Luiz não acompanhou dona Guilhermina em sua mudança para São Paulo em 1918, permanecendo em Santa Cruz do Rio Pardo, ocorrendo-lhe o óbito aos 08 de julho de 1927.

O Fantasma do Homem de Saia em Santa Cruz

Não faz muito tempo, Junko e eu recebemos correspondência eletrônica de alguém nos indagando sobre antiga da aparição noturna de um homem de saia em Santa Cruz do Rio Pardo. Pensando tratar-se de aparições do Luiz de Saia, na época não pesquisamos adequadamente o assunto; pedimos desculpas.

Hoje temos argumentos e documentos que mostram as aparições ‘fantasmas’ de um homem de saia, rapidamente por algumas ruas e praças, citadas a do Jardim [Deputado Leonidas Camarinha]; da Matriz [Dr. Pedro Cesar Sampaio; do Chafariz – ops, existiam duas nas imediações, a Rui Barbosa – hoje Major Antonio Alóe e a Santa Cruz, extinguida, no cruzamento da General Ozório com a Rio Branco. As aparições, ainda estamos pesquisando, aconteceram Praça da Independência, em maior número de vezes, ou, ali, o início dos aparecimentos do fantasma, talvez, ainda um tanto acanhado. 

As aparições do ‘fantasma do homem de saia’, se não era o Luiz de Saia com algumas graças, parecia fruto do imaginário – diziam que Praça Rui Barbosa ouviam-se gemidos de escravizados que ali sofreram atrocidades dos seus senhores, ou, até morreram no tronco.

O ‘fantasma do homem de saia’ foi caso real, mencionadas as aparições em relatório policial de 1918, nos autos de processo crime, então em andamento, movido pela Justiça contra Antonio Evangelista da Silva – Tonico Lista e outros. Do expediente, envolvendo o fantasma, encaminhado pela Delegacia de Polícia à Promotoria e Juizo de Direito, o jornal O Estado de São Paulo publicou:

— “Falava-se, em 1918, no apparecimento misterioso de um “homem de saia” que, altas horas da noite, perambulava pelas ruas desta cidade. Sua apparição era prenuncio de sangue. Alguem sucumbia, dizia-se. O “fantasma de saia”, como alguns lhe chamavam, apparecia em lugares incertos. Apresentava-se, ora nas proximidades da residencia de Antonio Evangelista da Silva (decls, – números ilegíveis), ora nas proximidades da casa de Cyrillo da Rocha, ora na esquina de um club existente, em frente à Camara Municipal, ora no Largo da Matris (decls de fls – números não legíveis).

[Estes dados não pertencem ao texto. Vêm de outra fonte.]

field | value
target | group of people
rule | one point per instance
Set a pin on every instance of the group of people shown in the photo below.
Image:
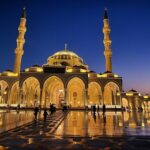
(45, 114)
(94, 108)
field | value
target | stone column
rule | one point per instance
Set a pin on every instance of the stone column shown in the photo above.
(41, 92)
(85, 97)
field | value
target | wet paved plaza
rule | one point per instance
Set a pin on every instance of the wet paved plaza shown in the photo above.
(75, 130)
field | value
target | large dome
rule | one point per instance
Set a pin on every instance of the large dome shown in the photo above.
(66, 58)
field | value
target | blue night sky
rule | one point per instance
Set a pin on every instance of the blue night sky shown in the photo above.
(51, 23)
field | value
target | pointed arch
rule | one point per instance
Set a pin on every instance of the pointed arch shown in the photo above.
(94, 93)
(76, 92)
(30, 95)
(53, 92)
(14, 93)
(110, 94)
(4, 89)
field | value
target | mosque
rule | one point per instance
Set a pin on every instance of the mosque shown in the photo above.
(65, 80)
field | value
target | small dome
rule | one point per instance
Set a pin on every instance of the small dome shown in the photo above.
(9, 72)
(132, 91)
(66, 58)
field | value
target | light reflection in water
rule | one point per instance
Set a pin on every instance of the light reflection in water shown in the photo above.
(82, 123)
(12, 119)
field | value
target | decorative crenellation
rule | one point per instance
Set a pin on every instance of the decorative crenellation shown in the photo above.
(20, 42)
(107, 43)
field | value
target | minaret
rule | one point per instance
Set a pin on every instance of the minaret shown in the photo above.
(107, 43)
(20, 42)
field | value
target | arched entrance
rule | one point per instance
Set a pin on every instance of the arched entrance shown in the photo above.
(125, 103)
(94, 94)
(30, 94)
(53, 92)
(14, 94)
(76, 92)
(110, 94)
(3, 92)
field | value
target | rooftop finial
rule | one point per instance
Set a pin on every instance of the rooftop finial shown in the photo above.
(66, 46)
(23, 12)
(105, 14)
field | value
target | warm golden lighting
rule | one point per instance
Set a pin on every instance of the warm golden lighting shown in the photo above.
(39, 69)
(101, 75)
(83, 70)
(118, 94)
(10, 74)
(146, 96)
(27, 70)
(5, 92)
(129, 94)
(69, 70)
(116, 76)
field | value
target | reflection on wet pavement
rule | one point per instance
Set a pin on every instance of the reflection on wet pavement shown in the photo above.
(13, 119)
(87, 124)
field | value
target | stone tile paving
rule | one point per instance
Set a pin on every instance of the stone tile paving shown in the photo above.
(40, 136)
(100, 143)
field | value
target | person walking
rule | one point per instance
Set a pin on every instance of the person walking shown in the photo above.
(45, 115)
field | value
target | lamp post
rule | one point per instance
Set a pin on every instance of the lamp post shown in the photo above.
(4, 96)
(0, 95)
(35, 99)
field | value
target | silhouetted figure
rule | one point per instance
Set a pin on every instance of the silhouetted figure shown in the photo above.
(94, 116)
(104, 119)
(35, 112)
(65, 108)
(52, 108)
(115, 108)
(104, 108)
(98, 108)
(94, 108)
(18, 107)
(45, 114)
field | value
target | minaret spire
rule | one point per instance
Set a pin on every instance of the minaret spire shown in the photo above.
(66, 46)
(20, 42)
(107, 43)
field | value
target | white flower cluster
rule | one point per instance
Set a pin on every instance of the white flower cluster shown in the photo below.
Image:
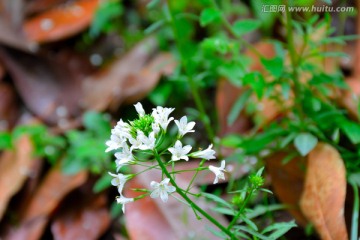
(145, 133)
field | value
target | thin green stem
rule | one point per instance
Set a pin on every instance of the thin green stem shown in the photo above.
(355, 215)
(195, 174)
(193, 205)
(237, 216)
(294, 62)
(193, 86)
(228, 27)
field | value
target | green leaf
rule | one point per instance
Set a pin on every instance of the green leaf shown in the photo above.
(249, 222)
(238, 107)
(5, 140)
(231, 140)
(225, 211)
(217, 233)
(275, 66)
(97, 123)
(352, 130)
(104, 17)
(209, 15)
(242, 27)
(217, 199)
(252, 232)
(305, 142)
(257, 83)
(354, 178)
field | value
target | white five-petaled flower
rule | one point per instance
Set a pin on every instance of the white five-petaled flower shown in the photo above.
(136, 142)
(161, 116)
(148, 142)
(119, 180)
(179, 152)
(184, 127)
(124, 157)
(156, 128)
(205, 154)
(114, 143)
(139, 109)
(218, 171)
(162, 189)
(123, 200)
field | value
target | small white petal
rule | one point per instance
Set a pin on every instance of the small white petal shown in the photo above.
(139, 108)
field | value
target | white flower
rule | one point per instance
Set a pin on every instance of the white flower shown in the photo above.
(161, 189)
(136, 142)
(124, 157)
(119, 180)
(139, 109)
(148, 142)
(184, 126)
(114, 143)
(124, 200)
(156, 128)
(121, 129)
(179, 152)
(218, 171)
(205, 154)
(161, 116)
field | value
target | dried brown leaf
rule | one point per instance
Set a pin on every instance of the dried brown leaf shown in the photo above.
(128, 78)
(89, 220)
(323, 198)
(287, 181)
(45, 200)
(15, 166)
(61, 22)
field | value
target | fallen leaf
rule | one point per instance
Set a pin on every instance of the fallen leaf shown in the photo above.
(15, 167)
(61, 22)
(55, 186)
(9, 107)
(42, 84)
(85, 219)
(12, 37)
(323, 198)
(287, 181)
(36, 6)
(128, 78)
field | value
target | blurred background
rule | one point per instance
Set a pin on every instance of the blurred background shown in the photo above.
(70, 69)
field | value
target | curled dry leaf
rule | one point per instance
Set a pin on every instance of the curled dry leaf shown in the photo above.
(128, 78)
(61, 22)
(9, 109)
(42, 84)
(287, 181)
(15, 168)
(151, 219)
(36, 6)
(55, 186)
(11, 37)
(323, 198)
(85, 220)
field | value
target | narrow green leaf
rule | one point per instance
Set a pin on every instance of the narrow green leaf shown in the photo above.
(275, 66)
(305, 142)
(209, 15)
(245, 26)
(217, 199)
(352, 130)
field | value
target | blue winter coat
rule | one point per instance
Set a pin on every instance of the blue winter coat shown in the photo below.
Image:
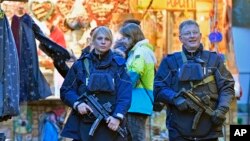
(75, 84)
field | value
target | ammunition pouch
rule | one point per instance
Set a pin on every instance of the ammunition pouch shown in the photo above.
(190, 72)
(101, 82)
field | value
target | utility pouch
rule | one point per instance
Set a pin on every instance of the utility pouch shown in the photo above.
(101, 82)
(190, 72)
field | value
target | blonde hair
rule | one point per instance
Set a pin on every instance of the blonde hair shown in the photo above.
(103, 30)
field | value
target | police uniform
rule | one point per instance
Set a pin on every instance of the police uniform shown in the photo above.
(219, 89)
(77, 82)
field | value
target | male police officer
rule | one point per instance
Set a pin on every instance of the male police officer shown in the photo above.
(204, 74)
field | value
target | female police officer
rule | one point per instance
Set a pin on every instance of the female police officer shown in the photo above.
(104, 76)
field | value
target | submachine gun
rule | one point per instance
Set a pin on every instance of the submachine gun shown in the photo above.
(101, 112)
(195, 103)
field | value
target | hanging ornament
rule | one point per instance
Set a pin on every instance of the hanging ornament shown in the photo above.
(215, 37)
(41, 10)
(101, 10)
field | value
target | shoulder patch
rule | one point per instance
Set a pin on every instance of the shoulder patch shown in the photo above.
(119, 60)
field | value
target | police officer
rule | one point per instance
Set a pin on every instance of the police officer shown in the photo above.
(105, 77)
(205, 75)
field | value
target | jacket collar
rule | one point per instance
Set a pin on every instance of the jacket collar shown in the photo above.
(192, 55)
(103, 62)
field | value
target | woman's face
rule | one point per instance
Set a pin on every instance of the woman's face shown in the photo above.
(102, 43)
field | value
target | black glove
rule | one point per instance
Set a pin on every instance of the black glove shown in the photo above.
(206, 99)
(219, 115)
(180, 103)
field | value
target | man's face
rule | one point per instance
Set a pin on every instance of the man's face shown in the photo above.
(190, 37)
(102, 43)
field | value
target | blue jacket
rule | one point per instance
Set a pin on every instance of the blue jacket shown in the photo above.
(75, 84)
(220, 90)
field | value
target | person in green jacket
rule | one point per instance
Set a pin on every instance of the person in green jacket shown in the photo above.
(140, 66)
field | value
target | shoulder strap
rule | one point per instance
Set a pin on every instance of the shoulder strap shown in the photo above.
(86, 65)
(180, 58)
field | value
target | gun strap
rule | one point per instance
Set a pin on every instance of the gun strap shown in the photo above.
(206, 80)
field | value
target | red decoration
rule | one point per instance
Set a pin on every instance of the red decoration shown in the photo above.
(101, 11)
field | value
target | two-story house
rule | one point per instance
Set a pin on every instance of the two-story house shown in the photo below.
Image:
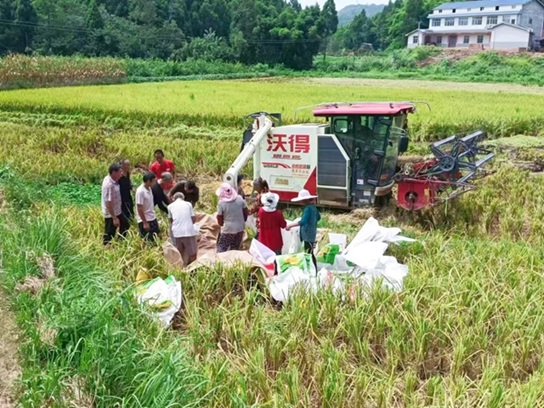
(484, 24)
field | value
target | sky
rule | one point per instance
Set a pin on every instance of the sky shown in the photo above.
(342, 3)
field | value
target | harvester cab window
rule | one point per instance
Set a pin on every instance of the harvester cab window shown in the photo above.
(341, 125)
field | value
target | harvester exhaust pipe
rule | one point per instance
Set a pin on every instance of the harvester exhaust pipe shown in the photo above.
(231, 176)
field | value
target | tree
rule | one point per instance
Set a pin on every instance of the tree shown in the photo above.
(51, 36)
(94, 19)
(95, 24)
(330, 18)
(26, 19)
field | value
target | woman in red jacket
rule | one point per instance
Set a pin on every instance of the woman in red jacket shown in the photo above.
(270, 222)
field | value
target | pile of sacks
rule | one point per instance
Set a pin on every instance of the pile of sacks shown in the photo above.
(342, 268)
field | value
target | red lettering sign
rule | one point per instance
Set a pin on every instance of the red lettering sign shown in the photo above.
(295, 143)
(299, 143)
(276, 143)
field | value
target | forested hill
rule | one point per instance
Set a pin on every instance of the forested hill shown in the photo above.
(247, 31)
(348, 13)
(250, 31)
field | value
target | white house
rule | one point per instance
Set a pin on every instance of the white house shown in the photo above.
(484, 24)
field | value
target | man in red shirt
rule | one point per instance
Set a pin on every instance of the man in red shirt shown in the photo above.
(162, 165)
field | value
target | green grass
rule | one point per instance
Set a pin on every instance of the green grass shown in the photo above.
(83, 332)
(466, 330)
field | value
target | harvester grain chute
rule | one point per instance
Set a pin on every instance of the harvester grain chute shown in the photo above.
(352, 160)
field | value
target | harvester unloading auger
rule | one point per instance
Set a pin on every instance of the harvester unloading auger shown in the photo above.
(352, 161)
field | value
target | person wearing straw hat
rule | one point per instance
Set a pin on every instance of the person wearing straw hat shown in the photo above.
(308, 222)
(270, 221)
(231, 215)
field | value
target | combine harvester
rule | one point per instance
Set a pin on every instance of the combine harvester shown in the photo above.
(352, 160)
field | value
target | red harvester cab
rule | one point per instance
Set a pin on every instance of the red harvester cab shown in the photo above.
(349, 162)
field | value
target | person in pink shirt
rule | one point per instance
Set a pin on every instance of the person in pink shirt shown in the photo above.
(162, 165)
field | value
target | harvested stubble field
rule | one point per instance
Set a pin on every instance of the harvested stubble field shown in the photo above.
(467, 330)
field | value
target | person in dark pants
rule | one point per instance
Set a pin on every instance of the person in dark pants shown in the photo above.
(308, 222)
(114, 220)
(160, 198)
(189, 190)
(147, 221)
(239, 180)
(231, 216)
(125, 185)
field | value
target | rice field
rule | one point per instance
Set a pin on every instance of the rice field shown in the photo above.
(224, 103)
(466, 331)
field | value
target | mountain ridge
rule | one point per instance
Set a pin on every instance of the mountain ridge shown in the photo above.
(348, 13)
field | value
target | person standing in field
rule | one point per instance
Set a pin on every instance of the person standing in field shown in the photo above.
(308, 222)
(145, 215)
(125, 186)
(162, 165)
(270, 222)
(189, 190)
(240, 179)
(182, 220)
(160, 197)
(231, 215)
(114, 219)
(260, 187)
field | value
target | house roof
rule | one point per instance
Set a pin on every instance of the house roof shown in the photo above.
(375, 108)
(454, 32)
(514, 26)
(467, 30)
(480, 3)
(475, 14)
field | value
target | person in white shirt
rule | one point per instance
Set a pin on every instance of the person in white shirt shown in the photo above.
(147, 221)
(182, 219)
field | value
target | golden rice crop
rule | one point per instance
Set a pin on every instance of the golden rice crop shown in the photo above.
(465, 331)
(224, 103)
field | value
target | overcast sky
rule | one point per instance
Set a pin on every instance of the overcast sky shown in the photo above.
(342, 3)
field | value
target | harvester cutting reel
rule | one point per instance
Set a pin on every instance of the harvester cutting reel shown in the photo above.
(456, 163)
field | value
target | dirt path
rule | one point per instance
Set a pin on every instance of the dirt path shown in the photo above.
(9, 367)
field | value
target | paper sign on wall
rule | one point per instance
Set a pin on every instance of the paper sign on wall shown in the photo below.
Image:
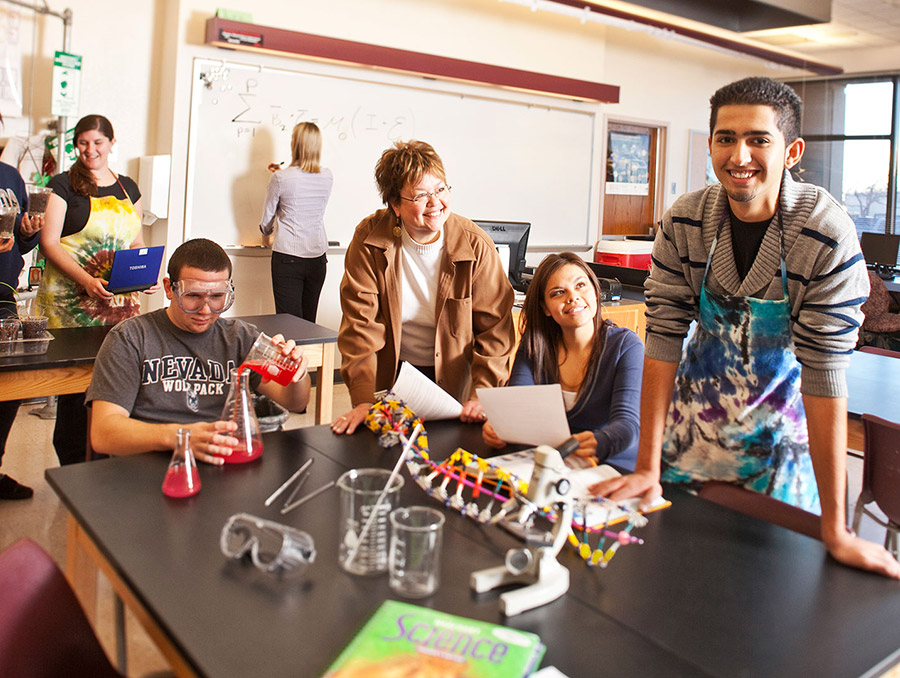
(66, 85)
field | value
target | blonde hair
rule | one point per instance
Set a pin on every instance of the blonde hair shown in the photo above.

Quando a policia estava no encalço, o “homem de saia” desaparecia, punha-se em fuga (decls de fls – números ilegíveis).

Para a familia Rocha, o “homem de saia” era Joaquim Alves de Lara, vulgo Joaquim Ludovico que, disfarçadamente espreitava os irmãos Rocha (decls de fls. 82); para os irmãos Lara, era Cyrillo da Rocha que, de preferencia, estacionava, em trajes femininos, nos arredores da residencia do Antonio Evangelista da Silva, afim de parecer a este que o “fantasma de saia” tramava a sua eliminação.” (O Estado de S. Paulo, 21/06/1: 7).

Não era nenhum assunto alheio à sociedade local. O Semanário santa-cruzense ‘O Contemporaneo’, edição de 10 de junho de 1919 (Apud José Magali Ferreira Junqueira, Santa Cruz do Rio Pardo – Memórias – (…) 2ª edição 2006: 187-188) apologético ao coronel Tonico Lista, o seu dono oculto, divulgou: 

— “Não faz mal a ninguém. Não praticou actos sanguinarios nem assaltou um passante. Vulto inofensivo, o “homem de saia” apenas deixou uma lembrança”. 

Conforme o relatório da autoridade policial, a aparição do ‘fantasma de saia’ trazia sim prenúncios de atentados e mesmo mortes na comarca de Santa Cruz do Rio Pardo.

Jamais se descobriu quem seria o “homem de saia”. Seria o Luiz de Saia maquiado como fantasma, o Cyrillo Rocha ou algum dos irmãos Ludovico?